I'm part of a small dev team working on a website with pretty big
traffic. Today, we have zope in front of ILU (yes, ILU) on Python
1.5.2 as our platform. We have right around 30 servers deployed, over
twenty of them running Zope, and we're having problems keeping up
during peak ours. We expect to be completely overwhelmed by June.

This prompts us to look at switching architectures and technologies.
The guy who is closest in authority and responsibilities to a lead
architect thinks we should scrap the python infrastructure and move to
Java (Tomcat, Struts, JBoss). The development team, aware of what that
means to our development cycle and net productivity, is resisting
that. I'm our best hope for coming up with a working alternative.

For a long time, I've looked at alternate technologies that we might
be able to use, if a day like this were going to come. Until
yesterday, I did not believe such a day would. Now that it has, I
don't feel like I've come up with solid answers, and very few facts to
support those answers. My personal preference is for the WebKit --
I've always liked the Servlet/WebObjects architectural style, and I
think WebKit has built that architecture out very well.
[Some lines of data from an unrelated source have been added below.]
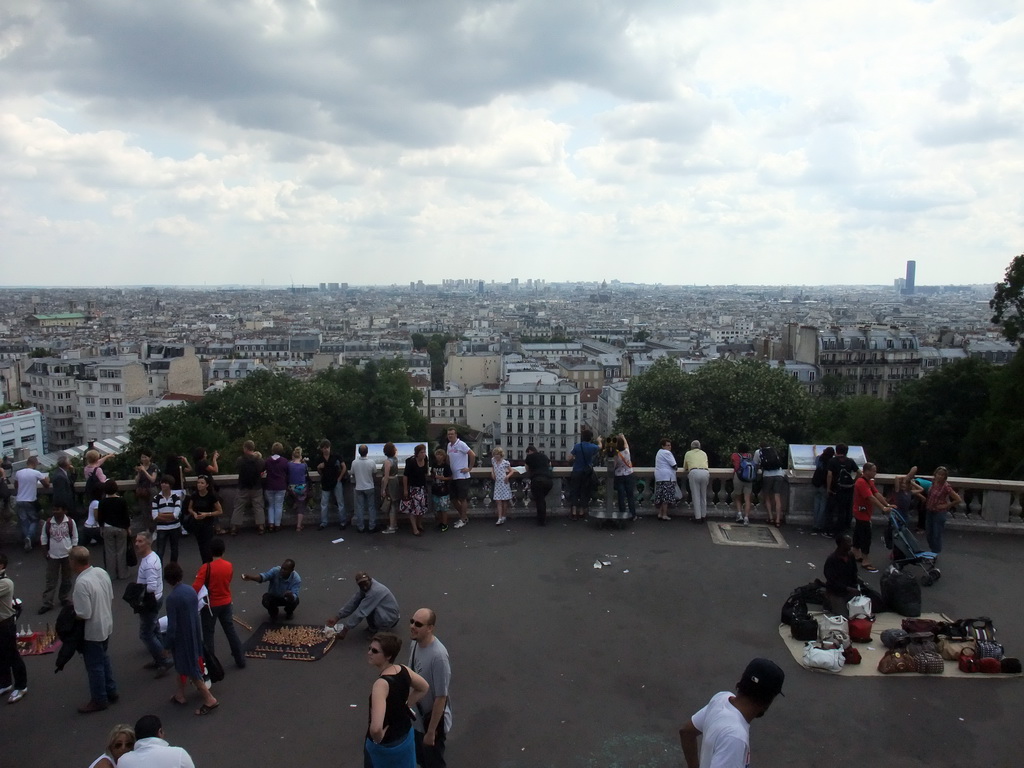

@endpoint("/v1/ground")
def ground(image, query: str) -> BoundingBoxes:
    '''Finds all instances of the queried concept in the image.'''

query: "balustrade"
[2,468,1022,540]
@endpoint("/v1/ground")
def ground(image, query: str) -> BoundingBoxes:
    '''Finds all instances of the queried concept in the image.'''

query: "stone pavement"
[2,515,1023,767]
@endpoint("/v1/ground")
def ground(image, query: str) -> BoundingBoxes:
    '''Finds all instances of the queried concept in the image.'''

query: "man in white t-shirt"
[134,532,172,676]
[446,428,475,529]
[679,657,785,768]
[118,714,196,768]
[14,456,50,552]
[351,444,378,533]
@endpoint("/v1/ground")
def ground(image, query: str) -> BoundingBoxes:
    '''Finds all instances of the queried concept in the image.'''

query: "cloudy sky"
[1,1,1021,287]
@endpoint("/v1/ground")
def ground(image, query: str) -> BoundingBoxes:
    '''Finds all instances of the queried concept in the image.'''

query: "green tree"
[807,395,891,459]
[425,333,453,389]
[963,351,1024,479]
[990,253,1024,345]
[410,333,427,351]
[613,358,693,464]
[614,358,810,466]
[880,357,995,474]
[118,363,427,476]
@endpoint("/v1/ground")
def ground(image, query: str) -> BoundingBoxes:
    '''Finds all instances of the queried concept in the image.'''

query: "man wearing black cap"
[679,657,785,768]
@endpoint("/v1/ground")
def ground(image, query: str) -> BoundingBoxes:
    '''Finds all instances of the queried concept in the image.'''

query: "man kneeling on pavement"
[325,571,399,639]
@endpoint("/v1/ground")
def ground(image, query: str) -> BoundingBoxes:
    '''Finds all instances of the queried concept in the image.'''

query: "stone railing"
[3,467,1022,540]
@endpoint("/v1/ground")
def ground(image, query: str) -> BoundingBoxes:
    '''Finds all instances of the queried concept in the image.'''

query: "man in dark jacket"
[316,439,348,530]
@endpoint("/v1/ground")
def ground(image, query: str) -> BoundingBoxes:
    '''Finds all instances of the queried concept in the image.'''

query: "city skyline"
[1,2,1021,287]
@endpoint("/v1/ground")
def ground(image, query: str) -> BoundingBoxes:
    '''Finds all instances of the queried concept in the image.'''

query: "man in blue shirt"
[242,559,301,622]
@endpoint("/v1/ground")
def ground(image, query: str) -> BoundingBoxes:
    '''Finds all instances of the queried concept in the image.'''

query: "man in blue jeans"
[316,439,348,529]
[70,546,118,713]
[133,533,172,677]
[351,444,378,533]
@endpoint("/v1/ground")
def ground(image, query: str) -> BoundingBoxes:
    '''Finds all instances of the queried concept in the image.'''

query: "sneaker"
[381,527,398,535]
[496,517,506,526]
[439,523,449,532]
[318,523,327,530]
[742,517,750,526]
[0,685,13,697]
[37,605,53,615]
[23,537,31,552]
[862,563,880,573]
[452,519,467,529]
[735,515,744,524]
[8,688,27,704]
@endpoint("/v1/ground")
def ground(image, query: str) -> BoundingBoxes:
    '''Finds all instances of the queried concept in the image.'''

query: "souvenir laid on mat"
[242,623,336,662]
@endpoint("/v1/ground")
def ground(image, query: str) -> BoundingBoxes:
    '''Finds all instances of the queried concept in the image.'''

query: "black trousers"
[414,724,447,768]
[531,476,553,522]
[262,593,299,620]
[0,617,28,691]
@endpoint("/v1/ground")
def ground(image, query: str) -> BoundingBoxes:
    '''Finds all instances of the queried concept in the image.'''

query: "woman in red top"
[192,537,245,669]
[851,463,892,573]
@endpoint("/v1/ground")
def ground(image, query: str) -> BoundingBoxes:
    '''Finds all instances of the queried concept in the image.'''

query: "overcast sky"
[1,1,1021,287]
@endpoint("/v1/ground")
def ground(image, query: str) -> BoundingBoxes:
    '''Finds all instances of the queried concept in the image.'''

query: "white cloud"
[0,0,1020,286]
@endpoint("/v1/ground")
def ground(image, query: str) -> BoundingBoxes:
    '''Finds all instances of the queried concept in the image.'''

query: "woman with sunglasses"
[364,632,429,768]
[88,723,135,768]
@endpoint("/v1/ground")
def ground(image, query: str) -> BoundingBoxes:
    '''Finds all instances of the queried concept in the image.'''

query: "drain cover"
[709,523,789,548]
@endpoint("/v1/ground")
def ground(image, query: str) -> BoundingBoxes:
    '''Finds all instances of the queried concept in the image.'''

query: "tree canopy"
[111,361,426,478]
[613,358,809,465]
[990,253,1024,345]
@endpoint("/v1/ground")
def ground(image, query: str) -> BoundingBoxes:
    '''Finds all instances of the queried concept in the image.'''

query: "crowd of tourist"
[0,427,967,768]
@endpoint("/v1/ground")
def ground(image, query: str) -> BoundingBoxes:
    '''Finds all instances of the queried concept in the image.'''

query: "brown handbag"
[878,650,919,674]
[913,650,945,674]
[938,637,976,661]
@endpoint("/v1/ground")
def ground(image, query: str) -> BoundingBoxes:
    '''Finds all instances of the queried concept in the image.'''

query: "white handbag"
[817,613,849,639]
[848,595,872,618]
[803,641,846,673]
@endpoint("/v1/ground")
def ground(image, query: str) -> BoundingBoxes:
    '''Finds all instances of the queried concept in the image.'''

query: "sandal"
[170,696,187,706]
[296,525,303,532]
[196,702,219,716]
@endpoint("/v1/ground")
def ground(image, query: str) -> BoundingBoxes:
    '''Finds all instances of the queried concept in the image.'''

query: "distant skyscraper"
[904,260,916,295]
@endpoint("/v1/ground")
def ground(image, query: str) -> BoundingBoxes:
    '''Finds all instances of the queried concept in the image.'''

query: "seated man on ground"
[823,534,861,618]
[241,559,301,622]
[324,571,400,639]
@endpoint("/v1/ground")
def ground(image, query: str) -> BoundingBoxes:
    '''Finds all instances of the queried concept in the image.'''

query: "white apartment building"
[596,381,630,437]
[429,387,467,424]
[22,353,202,451]
[76,359,148,447]
[496,381,580,462]
[464,387,501,434]
[0,407,43,461]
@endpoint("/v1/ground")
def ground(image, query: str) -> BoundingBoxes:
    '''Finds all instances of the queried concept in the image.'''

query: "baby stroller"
[885,508,941,586]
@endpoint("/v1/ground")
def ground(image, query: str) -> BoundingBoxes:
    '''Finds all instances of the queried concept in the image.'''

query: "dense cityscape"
[0,274,1012,466]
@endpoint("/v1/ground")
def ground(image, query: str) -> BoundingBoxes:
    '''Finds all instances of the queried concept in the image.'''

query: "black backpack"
[837,460,857,490]
[759,446,782,472]
[84,469,103,501]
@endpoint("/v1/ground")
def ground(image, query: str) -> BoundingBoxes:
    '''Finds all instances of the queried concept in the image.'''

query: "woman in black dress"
[185,475,222,564]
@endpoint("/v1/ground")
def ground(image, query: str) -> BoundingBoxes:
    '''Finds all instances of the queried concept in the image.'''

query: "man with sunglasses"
[323,571,399,639]
[409,607,452,768]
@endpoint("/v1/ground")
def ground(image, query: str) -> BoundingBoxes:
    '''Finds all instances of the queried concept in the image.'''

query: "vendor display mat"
[780,612,1022,678]
[243,623,335,662]
[18,628,61,657]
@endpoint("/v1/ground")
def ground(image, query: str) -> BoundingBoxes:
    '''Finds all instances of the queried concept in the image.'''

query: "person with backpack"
[754,443,786,527]
[810,447,836,535]
[730,443,756,526]
[825,443,859,535]
[39,502,78,614]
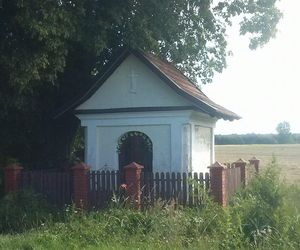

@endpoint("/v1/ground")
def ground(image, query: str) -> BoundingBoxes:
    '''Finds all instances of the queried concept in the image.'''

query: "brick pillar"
[249,157,260,174]
[71,162,90,210]
[234,158,247,186]
[124,162,144,209]
[209,162,228,206]
[4,164,23,193]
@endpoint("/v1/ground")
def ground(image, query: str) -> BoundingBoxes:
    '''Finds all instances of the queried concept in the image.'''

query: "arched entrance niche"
[117,131,153,177]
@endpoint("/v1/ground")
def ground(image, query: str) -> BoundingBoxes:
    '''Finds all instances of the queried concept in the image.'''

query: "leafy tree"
[276,121,293,144]
[0,0,282,166]
[293,134,300,144]
[276,121,291,135]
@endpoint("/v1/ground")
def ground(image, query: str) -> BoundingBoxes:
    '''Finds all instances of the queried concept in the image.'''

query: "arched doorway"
[117,131,153,178]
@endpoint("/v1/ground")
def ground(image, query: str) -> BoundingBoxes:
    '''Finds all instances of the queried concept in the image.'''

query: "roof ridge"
[55,47,240,121]
[134,50,238,118]
[141,50,200,86]
[140,51,210,98]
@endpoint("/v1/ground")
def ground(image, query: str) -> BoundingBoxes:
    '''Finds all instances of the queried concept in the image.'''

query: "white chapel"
[63,49,240,173]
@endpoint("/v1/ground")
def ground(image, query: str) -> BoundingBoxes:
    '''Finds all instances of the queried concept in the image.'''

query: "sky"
[202,0,300,135]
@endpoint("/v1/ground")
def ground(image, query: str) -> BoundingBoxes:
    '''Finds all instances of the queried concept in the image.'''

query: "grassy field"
[215,144,300,183]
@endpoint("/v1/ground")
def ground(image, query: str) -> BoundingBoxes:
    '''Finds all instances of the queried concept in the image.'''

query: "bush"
[0,190,57,233]
[0,168,4,199]
[230,158,300,249]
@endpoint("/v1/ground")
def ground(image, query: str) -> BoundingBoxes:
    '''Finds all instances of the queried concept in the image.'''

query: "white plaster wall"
[96,125,171,172]
[182,124,192,172]
[78,109,217,174]
[192,126,212,173]
[76,54,191,110]
[189,111,217,173]
[77,110,191,172]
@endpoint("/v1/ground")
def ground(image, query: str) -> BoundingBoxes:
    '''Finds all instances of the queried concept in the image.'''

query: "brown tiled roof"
[55,48,240,120]
[135,50,240,121]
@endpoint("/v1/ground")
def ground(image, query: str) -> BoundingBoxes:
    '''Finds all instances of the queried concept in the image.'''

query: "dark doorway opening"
[118,131,153,179]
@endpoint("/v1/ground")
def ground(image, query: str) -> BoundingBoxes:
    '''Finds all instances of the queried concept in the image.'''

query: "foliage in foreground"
[0,191,58,234]
[0,160,299,249]
[230,158,300,249]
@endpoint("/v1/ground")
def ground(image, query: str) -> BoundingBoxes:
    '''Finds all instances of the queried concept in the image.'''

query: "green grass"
[215,144,300,182]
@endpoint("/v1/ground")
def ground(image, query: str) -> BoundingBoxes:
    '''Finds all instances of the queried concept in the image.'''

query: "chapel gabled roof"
[55,48,240,121]
[135,50,240,121]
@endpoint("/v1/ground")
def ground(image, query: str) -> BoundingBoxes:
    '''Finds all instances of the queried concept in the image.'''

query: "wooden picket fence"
[224,161,257,199]
[141,172,210,208]
[19,169,211,209]
[224,163,242,197]
[89,170,121,209]
[20,170,73,208]
[88,170,210,209]
[12,158,258,209]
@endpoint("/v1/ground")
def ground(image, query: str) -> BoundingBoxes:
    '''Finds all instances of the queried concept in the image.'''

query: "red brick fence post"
[234,158,247,186]
[209,157,260,206]
[71,162,90,210]
[124,162,144,209]
[209,162,227,206]
[4,164,23,193]
[249,157,260,174]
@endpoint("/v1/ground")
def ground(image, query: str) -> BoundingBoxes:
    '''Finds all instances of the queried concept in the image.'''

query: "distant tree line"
[215,133,300,145]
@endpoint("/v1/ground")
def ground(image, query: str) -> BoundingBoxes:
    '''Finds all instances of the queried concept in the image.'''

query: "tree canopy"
[0,0,282,166]
[276,121,291,135]
[276,121,293,144]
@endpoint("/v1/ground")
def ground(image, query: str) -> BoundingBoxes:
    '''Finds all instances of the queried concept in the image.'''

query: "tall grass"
[0,190,59,234]
[0,159,299,249]
[0,168,4,198]
[231,157,300,249]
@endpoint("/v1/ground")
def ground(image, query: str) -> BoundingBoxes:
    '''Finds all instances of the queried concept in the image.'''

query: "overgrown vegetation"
[0,169,3,199]
[0,191,58,234]
[0,160,299,249]
[230,158,300,248]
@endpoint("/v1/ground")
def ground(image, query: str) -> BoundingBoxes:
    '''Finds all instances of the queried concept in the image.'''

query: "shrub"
[0,168,4,198]
[0,190,57,233]
[230,157,300,248]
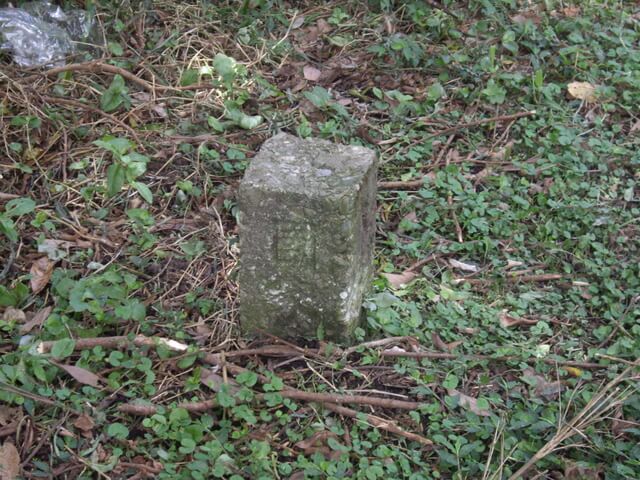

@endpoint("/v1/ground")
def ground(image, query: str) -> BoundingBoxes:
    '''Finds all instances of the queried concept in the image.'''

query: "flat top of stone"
[242,133,376,197]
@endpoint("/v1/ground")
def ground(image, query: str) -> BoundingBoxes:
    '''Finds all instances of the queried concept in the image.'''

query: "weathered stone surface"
[238,133,377,340]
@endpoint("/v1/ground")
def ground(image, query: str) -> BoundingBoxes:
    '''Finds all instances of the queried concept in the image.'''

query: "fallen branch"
[322,403,433,446]
[119,389,420,415]
[277,390,421,410]
[378,177,431,190]
[342,336,417,357]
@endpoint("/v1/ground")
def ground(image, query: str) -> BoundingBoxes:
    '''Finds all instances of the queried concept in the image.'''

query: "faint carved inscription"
[273,220,316,279]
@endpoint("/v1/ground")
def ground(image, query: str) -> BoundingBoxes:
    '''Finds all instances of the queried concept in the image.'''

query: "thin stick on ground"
[427,111,536,138]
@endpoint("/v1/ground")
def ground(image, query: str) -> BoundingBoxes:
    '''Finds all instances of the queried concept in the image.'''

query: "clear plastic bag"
[0,1,94,67]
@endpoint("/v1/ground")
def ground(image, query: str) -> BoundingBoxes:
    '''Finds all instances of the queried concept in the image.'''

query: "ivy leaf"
[107,423,129,439]
[217,384,236,408]
[51,338,76,360]
[482,79,507,105]
[236,371,258,387]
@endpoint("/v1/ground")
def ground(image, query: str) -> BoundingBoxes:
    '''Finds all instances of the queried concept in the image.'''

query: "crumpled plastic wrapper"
[0,1,94,67]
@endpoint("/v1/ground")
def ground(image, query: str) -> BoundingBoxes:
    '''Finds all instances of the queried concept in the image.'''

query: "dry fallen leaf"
[564,461,601,480]
[567,81,597,103]
[295,431,340,460]
[2,308,25,324]
[303,65,321,82]
[448,389,491,416]
[30,257,54,294]
[316,18,331,34]
[383,270,418,289]
[201,368,239,394]
[612,407,638,437]
[295,430,338,452]
[564,366,583,378]
[0,407,20,427]
[505,259,524,269]
[20,306,52,334]
[457,326,479,335]
[449,259,479,273]
[562,6,581,17]
[382,14,396,34]
[0,442,20,480]
[499,310,538,328]
[511,12,541,25]
[54,363,101,387]
[431,333,462,352]
[522,368,564,400]
[73,414,95,433]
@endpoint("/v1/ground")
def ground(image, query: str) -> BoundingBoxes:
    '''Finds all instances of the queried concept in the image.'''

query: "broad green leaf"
[304,86,331,108]
[212,53,237,83]
[124,161,148,180]
[94,136,132,156]
[208,116,226,132]
[106,163,125,197]
[100,74,128,112]
[114,299,146,321]
[0,285,17,306]
[132,181,153,203]
[0,282,28,307]
[238,114,263,130]
[108,41,124,56]
[224,107,263,130]
[427,82,446,101]
[4,197,36,217]
[0,216,18,242]
[180,69,199,86]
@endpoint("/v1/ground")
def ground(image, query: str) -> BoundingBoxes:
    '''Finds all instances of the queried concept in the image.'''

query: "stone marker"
[238,133,377,340]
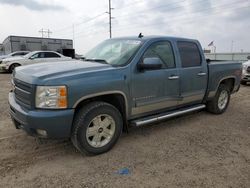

We have a fairly lengthy list of proposed requirements, but the
biggest is that our site is very dynamic on almost every page, and we
have a high volume of traffic that's climbing every day. It's also
worth noting that we plan to stop distributing processes in a
services-based architecture, and plan to distribute only the sessions:
everything else will run on a single box.

I'm concerned about performance, but less today than yesterday. My
biggest concern today is finding people who have proven technological
solutions in play at high-volume sites. I'd also appreciate a candid
evaluation of the "readiness state" of python technologies, including
WebKit's various components.

I would also appreciate any pointers to good solutions I might have
overlooked.

I've examined mod_python and Twisted, and looked at new versions of
Zope, and at WebWare. The former don't appear to do what we want, and
I'm still trying to sort out the details of the latter two. My belief
is that Zope (because DTML is interpreted on the fly) will be too slow
for our needs.

Thanks,
--G.

-- 
Geoff Gerrietts             "A little sincerity is a dangerous thing, 
geoff @ gerrietts.net        and a great deal of it is absolutely fatal."